For two months I interspersed my dairyless, sludge-dirt existence with my usual diet of baked goods. Namely this gem of a cake, which I made (far too many times) with pureed sweet potato instead of pumpkin.
And then I saw a naturopath. ‘You need to give up gluten,’ she chorused, before sending me away with a bottle of licorice extract.
[No idea why.]
Even though the rooster had already crowed, it took one more conversation with an acquaintance who’d been living gluten-free for ten years to convince me to try it. ‘But I love me a crumb,’ I despaired uneloquently like a petulant child, unwilling to imagine a world without all-purpose or whole wheat pastry flour.
So now, in addition to dirt lattes, sludge smoothies, and flavored date-nut bars, I eat soup. At last count, I’ve eaten soup at least once a day (sometimes twice) for ten days. Straight.
Curried lentil soup: possibly one of the best soups I’ve had, though none of the Johnson boys agreed. ‘What is that taste?’ the professor winced. ‘Cardamom?’ I guessed, since all the other flavors were ones I typically used. ‘Yeah, I don’t like cardamom,’ he decided, which means I ate a lot of lentils. A LOT.

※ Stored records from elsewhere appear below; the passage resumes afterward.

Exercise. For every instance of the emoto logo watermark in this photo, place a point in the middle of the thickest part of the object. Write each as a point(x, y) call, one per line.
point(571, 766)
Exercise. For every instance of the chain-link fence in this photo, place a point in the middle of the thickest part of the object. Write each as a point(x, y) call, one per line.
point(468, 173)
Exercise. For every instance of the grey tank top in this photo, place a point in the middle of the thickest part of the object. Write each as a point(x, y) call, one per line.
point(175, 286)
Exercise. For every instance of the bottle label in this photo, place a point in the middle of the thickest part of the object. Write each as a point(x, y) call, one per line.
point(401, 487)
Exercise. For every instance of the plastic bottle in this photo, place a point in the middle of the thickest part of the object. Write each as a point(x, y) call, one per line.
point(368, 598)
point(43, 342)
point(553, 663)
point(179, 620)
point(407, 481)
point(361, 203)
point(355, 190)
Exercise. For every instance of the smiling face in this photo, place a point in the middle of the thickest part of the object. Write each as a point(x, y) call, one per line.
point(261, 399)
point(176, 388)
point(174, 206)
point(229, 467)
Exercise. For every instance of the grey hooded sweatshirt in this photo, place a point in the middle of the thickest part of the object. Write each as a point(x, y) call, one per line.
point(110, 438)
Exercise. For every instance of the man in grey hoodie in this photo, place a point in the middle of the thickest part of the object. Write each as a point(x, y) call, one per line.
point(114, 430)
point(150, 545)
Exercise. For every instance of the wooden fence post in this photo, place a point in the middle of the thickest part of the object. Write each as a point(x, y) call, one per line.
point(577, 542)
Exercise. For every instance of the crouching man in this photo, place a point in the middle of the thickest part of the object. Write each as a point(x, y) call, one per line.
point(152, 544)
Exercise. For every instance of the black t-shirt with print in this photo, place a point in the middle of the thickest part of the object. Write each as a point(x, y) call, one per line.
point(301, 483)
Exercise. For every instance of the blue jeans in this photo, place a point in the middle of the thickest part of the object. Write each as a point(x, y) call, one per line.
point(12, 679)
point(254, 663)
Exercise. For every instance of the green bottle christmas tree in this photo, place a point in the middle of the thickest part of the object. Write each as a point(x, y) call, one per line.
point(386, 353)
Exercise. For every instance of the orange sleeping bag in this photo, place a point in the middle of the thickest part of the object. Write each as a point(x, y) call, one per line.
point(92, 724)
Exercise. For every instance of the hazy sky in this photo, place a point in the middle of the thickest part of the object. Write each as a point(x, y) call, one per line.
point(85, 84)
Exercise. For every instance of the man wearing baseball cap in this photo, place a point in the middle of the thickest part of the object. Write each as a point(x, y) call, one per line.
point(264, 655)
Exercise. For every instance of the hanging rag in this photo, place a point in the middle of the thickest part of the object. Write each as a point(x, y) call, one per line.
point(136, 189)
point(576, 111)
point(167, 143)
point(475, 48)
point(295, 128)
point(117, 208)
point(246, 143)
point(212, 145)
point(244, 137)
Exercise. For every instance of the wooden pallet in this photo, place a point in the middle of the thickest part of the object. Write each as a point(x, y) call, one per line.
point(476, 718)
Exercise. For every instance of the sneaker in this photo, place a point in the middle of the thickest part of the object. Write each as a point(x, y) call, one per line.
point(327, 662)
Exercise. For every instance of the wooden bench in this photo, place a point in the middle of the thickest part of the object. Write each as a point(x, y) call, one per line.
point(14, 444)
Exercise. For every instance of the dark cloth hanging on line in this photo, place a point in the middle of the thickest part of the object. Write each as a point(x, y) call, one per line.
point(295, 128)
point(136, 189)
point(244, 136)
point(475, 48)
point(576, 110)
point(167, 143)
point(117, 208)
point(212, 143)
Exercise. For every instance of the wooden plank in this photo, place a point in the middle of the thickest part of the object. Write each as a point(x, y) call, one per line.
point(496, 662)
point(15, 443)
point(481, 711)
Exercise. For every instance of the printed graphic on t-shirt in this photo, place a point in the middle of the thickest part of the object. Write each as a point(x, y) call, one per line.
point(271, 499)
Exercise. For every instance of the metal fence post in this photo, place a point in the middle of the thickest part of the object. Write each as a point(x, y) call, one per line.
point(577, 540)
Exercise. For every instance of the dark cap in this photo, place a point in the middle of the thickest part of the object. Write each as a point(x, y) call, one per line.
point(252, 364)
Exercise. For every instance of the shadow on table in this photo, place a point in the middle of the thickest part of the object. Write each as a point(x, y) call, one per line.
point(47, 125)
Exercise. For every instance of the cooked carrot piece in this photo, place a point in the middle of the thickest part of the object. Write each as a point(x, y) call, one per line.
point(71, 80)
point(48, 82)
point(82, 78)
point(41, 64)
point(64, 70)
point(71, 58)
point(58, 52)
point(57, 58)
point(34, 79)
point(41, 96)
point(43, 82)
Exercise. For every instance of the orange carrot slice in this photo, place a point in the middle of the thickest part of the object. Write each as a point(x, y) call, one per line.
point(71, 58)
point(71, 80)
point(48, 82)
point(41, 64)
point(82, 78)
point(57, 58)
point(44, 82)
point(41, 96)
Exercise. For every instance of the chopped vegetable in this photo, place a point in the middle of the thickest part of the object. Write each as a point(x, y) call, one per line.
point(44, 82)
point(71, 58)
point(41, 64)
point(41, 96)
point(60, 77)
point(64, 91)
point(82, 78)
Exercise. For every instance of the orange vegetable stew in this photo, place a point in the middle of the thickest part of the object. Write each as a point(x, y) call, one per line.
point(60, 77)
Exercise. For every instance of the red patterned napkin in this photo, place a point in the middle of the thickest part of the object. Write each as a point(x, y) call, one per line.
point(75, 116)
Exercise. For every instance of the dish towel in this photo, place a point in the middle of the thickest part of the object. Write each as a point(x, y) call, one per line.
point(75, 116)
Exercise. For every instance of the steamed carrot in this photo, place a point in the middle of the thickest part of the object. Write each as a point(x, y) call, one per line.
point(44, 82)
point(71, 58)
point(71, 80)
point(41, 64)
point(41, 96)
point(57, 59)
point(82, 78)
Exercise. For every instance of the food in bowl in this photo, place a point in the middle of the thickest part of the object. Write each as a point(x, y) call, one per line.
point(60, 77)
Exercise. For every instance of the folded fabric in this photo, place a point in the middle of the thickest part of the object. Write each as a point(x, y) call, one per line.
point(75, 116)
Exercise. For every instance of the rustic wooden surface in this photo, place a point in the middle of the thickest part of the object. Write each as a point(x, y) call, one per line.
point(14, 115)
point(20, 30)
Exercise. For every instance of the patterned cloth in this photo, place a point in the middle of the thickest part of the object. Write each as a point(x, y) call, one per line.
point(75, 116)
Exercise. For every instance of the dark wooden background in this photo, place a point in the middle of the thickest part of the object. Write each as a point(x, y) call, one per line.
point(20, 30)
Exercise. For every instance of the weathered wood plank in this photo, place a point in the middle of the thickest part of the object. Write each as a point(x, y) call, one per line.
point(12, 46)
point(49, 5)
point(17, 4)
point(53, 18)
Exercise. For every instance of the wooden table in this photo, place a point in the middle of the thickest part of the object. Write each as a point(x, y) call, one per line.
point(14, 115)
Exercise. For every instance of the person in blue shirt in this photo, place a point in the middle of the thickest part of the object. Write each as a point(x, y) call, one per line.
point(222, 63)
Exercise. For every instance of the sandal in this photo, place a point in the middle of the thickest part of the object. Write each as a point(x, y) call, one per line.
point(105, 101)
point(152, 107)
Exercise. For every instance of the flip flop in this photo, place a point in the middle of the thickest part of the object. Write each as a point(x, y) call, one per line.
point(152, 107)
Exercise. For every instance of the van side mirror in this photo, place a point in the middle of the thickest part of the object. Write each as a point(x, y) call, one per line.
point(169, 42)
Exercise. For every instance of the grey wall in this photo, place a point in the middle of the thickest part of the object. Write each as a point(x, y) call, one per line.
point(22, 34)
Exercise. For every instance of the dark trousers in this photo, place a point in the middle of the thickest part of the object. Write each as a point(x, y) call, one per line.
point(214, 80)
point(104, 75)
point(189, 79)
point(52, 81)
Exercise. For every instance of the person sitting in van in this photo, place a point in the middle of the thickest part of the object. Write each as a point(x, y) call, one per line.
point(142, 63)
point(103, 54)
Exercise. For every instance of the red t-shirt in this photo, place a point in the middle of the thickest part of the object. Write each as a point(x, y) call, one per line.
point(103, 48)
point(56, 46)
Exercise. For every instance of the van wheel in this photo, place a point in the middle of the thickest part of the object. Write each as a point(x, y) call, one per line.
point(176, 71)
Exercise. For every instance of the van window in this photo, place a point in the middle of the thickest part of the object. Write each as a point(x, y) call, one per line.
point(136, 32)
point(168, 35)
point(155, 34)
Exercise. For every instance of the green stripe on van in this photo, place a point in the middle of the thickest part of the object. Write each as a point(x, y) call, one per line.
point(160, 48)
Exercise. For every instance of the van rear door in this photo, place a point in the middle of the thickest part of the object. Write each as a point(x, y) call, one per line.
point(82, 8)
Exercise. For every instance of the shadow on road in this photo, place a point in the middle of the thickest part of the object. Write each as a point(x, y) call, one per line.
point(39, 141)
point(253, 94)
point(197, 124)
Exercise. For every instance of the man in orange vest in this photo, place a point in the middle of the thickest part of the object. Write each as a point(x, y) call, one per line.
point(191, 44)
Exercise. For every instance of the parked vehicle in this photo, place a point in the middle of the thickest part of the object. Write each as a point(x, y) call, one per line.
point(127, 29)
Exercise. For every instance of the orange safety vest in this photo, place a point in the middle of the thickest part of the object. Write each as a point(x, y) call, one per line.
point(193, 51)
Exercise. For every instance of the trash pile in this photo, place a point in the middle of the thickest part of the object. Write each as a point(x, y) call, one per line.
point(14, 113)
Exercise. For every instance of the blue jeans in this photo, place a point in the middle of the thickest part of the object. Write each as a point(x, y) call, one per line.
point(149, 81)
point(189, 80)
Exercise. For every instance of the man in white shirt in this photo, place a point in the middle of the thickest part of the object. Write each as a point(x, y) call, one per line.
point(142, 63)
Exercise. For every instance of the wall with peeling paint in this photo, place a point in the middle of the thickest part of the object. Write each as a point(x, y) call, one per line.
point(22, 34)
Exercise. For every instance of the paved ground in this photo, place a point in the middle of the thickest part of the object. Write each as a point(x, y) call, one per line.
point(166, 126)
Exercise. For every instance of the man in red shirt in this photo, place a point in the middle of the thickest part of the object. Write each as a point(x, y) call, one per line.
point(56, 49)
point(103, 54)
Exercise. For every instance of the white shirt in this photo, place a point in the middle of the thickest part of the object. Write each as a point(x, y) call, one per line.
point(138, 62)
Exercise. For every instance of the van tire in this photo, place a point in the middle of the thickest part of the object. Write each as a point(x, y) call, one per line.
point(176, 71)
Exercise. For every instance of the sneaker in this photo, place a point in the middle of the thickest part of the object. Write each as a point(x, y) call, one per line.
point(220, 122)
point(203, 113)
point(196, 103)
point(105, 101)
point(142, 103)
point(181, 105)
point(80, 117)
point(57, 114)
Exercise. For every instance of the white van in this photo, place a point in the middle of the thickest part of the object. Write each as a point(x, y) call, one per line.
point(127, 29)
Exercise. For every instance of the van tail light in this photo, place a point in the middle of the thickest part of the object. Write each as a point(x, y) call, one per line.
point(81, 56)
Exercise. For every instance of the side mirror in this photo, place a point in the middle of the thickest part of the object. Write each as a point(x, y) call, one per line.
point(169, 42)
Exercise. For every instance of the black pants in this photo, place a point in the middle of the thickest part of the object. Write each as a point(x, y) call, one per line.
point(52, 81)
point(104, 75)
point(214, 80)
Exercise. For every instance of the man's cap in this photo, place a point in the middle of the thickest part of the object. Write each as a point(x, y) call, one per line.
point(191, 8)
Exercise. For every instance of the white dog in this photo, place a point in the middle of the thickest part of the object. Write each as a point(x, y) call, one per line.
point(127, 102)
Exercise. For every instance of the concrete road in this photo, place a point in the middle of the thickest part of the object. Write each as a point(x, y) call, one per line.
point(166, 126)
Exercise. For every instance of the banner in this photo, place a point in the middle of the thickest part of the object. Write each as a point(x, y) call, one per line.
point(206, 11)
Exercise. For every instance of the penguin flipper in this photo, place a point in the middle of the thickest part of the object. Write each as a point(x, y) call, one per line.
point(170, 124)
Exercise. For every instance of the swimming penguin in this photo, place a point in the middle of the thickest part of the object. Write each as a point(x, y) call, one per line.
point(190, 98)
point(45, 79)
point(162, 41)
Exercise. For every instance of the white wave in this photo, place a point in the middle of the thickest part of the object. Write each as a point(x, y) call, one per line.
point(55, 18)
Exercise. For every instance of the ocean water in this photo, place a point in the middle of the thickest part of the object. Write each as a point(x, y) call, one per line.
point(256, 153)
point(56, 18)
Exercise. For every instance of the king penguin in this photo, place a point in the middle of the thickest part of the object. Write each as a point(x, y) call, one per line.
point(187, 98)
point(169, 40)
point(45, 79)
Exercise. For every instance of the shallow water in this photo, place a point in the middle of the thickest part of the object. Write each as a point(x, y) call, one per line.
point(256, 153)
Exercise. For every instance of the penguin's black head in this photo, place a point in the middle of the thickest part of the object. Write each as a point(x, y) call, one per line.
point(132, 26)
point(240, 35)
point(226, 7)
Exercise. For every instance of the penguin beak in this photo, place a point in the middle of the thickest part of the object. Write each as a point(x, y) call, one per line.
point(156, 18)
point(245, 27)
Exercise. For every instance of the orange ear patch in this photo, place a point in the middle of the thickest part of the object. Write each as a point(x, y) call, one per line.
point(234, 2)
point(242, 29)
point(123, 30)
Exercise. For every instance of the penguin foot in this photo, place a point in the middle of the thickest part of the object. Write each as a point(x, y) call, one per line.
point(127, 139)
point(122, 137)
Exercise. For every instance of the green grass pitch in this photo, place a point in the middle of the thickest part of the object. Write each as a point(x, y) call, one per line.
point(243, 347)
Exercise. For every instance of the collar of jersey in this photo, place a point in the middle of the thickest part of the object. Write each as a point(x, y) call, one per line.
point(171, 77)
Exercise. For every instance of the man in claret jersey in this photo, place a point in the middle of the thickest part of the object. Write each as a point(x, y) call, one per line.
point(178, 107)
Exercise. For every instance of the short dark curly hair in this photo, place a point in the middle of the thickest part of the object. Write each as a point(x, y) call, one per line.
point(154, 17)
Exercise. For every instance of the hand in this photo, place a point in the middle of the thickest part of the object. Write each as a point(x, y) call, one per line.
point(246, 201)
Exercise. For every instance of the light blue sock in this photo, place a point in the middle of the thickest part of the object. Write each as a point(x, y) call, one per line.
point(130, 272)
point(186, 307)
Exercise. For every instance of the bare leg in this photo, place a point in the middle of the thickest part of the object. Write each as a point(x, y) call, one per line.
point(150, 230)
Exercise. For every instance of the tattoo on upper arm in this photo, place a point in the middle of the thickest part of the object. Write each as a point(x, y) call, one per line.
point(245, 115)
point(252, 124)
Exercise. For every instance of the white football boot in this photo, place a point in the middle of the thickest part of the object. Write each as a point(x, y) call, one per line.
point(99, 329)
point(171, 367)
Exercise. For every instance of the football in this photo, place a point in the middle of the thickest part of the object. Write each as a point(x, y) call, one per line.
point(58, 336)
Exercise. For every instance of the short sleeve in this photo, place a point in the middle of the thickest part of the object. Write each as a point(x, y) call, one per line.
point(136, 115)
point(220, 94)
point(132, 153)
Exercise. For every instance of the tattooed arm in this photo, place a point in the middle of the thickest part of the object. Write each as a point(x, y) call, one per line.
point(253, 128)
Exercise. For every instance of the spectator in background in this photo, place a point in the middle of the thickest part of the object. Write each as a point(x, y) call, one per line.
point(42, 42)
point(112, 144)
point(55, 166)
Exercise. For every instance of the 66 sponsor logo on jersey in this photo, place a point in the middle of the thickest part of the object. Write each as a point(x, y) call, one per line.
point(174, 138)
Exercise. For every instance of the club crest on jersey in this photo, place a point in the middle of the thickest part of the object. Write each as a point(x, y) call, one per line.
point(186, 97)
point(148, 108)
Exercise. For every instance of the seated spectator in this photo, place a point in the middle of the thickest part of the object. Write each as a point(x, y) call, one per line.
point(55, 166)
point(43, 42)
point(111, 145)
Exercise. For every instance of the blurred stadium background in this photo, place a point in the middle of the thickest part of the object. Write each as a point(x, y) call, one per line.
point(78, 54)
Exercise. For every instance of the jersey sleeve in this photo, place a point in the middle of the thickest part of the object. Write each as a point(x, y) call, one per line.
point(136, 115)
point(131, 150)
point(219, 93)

Squash-leek soup: also very good, and tolerated by most of the Johnson boys.
And Mexican chicken soup: enjoyed by all except one rather disgruntled Gort, who gave it an unequivocal thumbs-down. ‘I don’t want you to make this soup ever again.’ ‘Sorry,’ I broke it to him, ‘but everyone else likes it, so I will probably make it again.’
And for dessert?
Flourless chocolate cake: loved by all except one – my oldest boy-child, who took a bite and said: ‘I’m not trying to be mean, but you know how there are some sweets I don’t like? This is one of them.’
Flourless peanut butter cookies. They’re not great, but they’re not awful. Though I can’t imagine making three batches a week is going to do me any favors.